Where's my biopic of Michelle Smith starring Nicole Kidman? Come to think of it, we're probably due a remake of the original biopic of Michelle Smith starring Nicole Kidman. Aren't we?
In the days after Michelle Smith (without the aid of any performance-enhancing drugs, m’lud) won every gold medal awarded at the Atlanta Olympics, stories really did emerge suggesting that Kidman would play her in a “Hollywood movie”. There seemed to be no sounder basis for the rumour than – and this will tell you how long ago it wa – the heart-faced, ringlet-haired Kidman looked a bit like the heart-faced, ringlet-haired swimmer (who didn’t take any drugs). I would smugly blame the tabloids, but a quick search confirms that even The Irish Times argued that “Australian actress Nicole Kidman had been approached to star in a ‘biopic’ about the Atlanta triple gold medallist’s rise to sporting glory”.

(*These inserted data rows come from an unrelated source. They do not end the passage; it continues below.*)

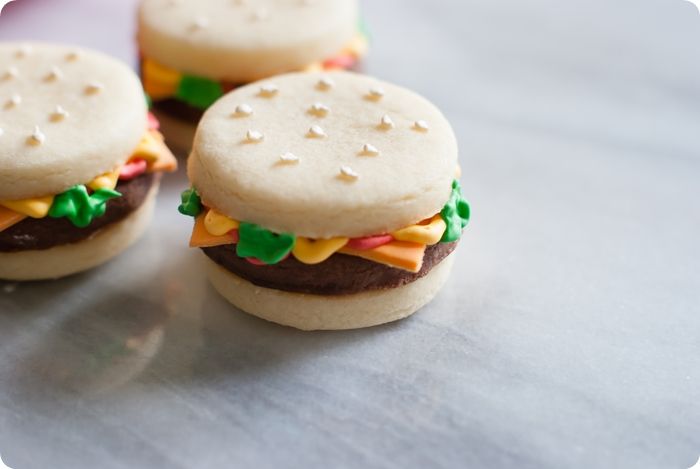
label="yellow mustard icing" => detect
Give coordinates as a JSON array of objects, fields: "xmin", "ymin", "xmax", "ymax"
[
  {"xmin": 0, "ymin": 195, "xmax": 54, "ymax": 218},
  {"xmin": 391, "ymin": 214, "xmax": 446, "ymax": 245},
  {"xmin": 132, "ymin": 131, "xmax": 166, "ymax": 164},
  {"xmin": 292, "ymin": 237, "xmax": 349, "ymax": 264},
  {"xmin": 87, "ymin": 168, "xmax": 120, "ymax": 191},
  {"xmin": 142, "ymin": 58, "xmax": 181, "ymax": 100},
  {"xmin": 204, "ymin": 209, "xmax": 240, "ymax": 236}
]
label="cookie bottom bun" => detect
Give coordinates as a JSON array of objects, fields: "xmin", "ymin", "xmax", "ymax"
[
  {"xmin": 0, "ymin": 183, "xmax": 158, "ymax": 281},
  {"xmin": 205, "ymin": 253, "xmax": 455, "ymax": 331}
]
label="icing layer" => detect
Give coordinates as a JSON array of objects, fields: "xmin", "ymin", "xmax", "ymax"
[
  {"xmin": 203, "ymin": 241, "xmax": 456, "ymax": 296},
  {"xmin": 0, "ymin": 173, "xmax": 156, "ymax": 252},
  {"xmin": 440, "ymin": 180, "xmax": 470, "ymax": 242},
  {"xmin": 236, "ymin": 223, "xmax": 295, "ymax": 265},
  {"xmin": 48, "ymin": 186, "xmax": 121, "ymax": 228}
]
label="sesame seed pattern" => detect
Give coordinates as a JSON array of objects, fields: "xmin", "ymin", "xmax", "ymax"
[
  {"xmin": 212, "ymin": 77, "xmax": 435, "ymax": 184},
  {"xmin": 0, "ymin": 45, "xmax": 137, "ymax": 152}
]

Of course this was never going to happen. Our story did quote a French agency saying that Smith had turned down a "multi-million pound Hollywood movie contract". But it seems enormously unlikely that Fox or Warners or Disney would really throw money at the story of an Irish woman who (without the aid of performance-enhancing drugs) turned out to be a very fast swimmer. Heck, they didn't even make a theatrical feature about Mark Spitz. And he swam much quicker. It's an easy non-news story. Nobody is libelled. Nobody is inconvenienced. It's the softer end of what we now call fake news.
All of which is precursor to my pathetic demand that a current, rumoured film – probably no more than gossipy vapour – absolutely must make it on to screen. It has to happen. We must all organise our own crowd-funding campaigns if it fails to reach pre-production.
James Ward Byrkit, director of the excellent low-budget flick Coherence, has announced that his next project will be a thriller titled Do They Know It's Murder? Some producers have been named and at least one website claims vaguely that it's "gain[ing] traction with indie film financiers".
The news is better than you'd hoped. Set during the recording of Do They Know It's Christmas?, the film has Bob Geldof finding a dead body and attempting to solve the crime without disrupting the session. No human has had an idea this good since someone realised that causing grain to go off gives you something he or she chose to call beer.
It doesn’t matter if the picture works on its own terms or not. If Byrki (unlikely, I suspect) is intending to make a sombre 1980s noir then, should he manage that feat, Do They Know It’s Murder? will become one of the most tonally original films in the medium’s history. Should such a production fail then it can only become a camp classic. It seems more likely that the director is consciously leaning towards kitsch.
None of these options is anything less than delicious. Pay attention. Somebody will have to play Bono. Somebody else will need to play Sting out of The Police. Some lucky bastard will actually get to be the irreplaceable, sadly underrated Marilyn. All such whodunits require the detective to have a sidekick off whom ideas can be bounced. The obvious selection would be a fellow Boomtown Rat like Pete Briquette, but I like the idea of Keren Woodward from Bananarama. "Look here, Bob," Woodward might remark. "How could the poison have been in the Marmite jar if Rick Parfitt had already smeared some on his toast? You're talking balderdash."
Rosencrantz and Guildenstern are Dead did clever things with events surrounding the main action of Hamlet, but Tom Stoppard conspicuously failed to slot Chris Cross out of Ultravox into the action. No such problems for Do They Know it's Murder?
There are more reasons to celebrate. The film will count as a Christmas entertainment and, thus, can become a ritual to compare with the yearly screening of The Muppet Christmas Carol or the equally yearly yuletide quarrel with deaf Auntie Maureen. And get this. If Do They Know it’s Murder? does turn out to be a smash (which it obviously will, because even if it’s awful it will be brilliant) then Geldof can return thrice more for mysteries set during recording of the subsequent versions.
Don't wrack your brains. I'll help you out here. Do They Know It's Murder? II will have Kylie Minogue and Lisa Stansfield as suspects. The third episode will hang out with Thom Yorke (no, really), Justin Hawkins and Shaznay Lewis out of All Saints. The fourth outing features roles for Seal, Rita Ora and One Direction. This is the film that keeps on giving forever and ever.
But it probably won't happen. Right? Oh, don't be so miserable, Mr Scrooge. It's Christmas time. There's no need to be afraid.